A Motor Accident Claims Tribunal (MACT) has ordered the BEST to pay over Rs. 21 lakhs to the family of a Mantralaya peon who died four months after sustaining serious head injuries while alighting from a moving BEST bus near the Bombay High Court in 2013.
Vinod Chavan, a peon at the Water Resources Department at Mantralaya, was 43 at the time of the accident. His widow, a daughter, 24 and a son, 21 had claimed a compensation of Rs. 50 lakhs. They claimed that on 5 August 2013, at 9 AM, he fell from the bus due to rash driving and a sudden brake. The driver had taken him to GT hospital. Chavan was in a coma and had to be hospitalized two times after the accident, before he passed away at home in early January 2014.
The BEST had denied the allegations in a written statement filed before the tribunal. The bus driver had appeared before the tribunal and stated that Chavan had jumped out of the moving bus when it reached near Gate no. 5 of the High Court, slipped and fell, thereby sustaining head injuries. He said he had applied the brakes after the fall.

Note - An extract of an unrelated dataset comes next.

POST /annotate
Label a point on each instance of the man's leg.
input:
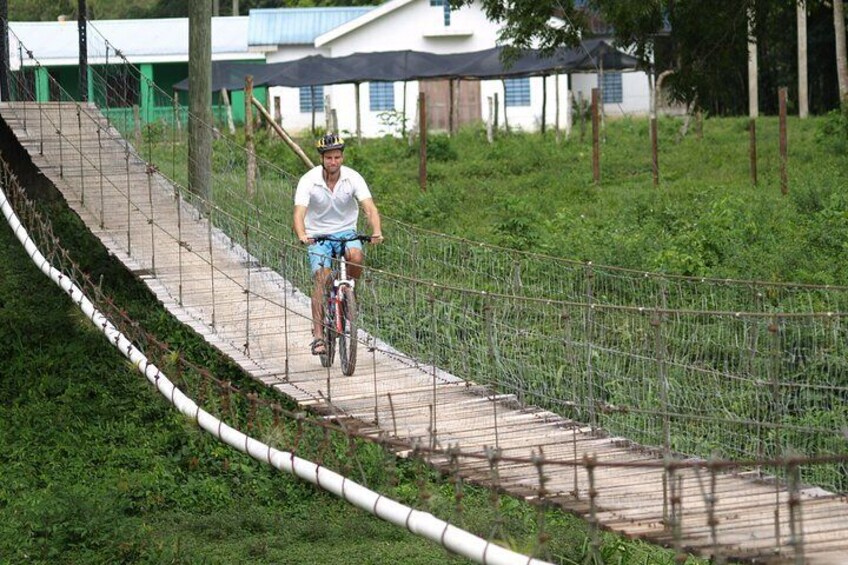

The tribunal came to the conclusion that there was contributory negligence on the part of the driver and the deceased. It remarked that the BEST had not examined the conductor nor had the claimants examined any eyewitnesses to prove their claim.
As there was contributory negligence, it deducted half the amount of compensation it found Chavan’s family entitled to. It was brought to the tribunal’s notice that the widow of Chavan had got death benefits and her son had got a job on compassionate grounds. Tribunal member Bharat P. Vyas said in his judgment that merely because the claimants have got death benefits and an appointment on compassionate grounds, it is not a reason to discard their claim.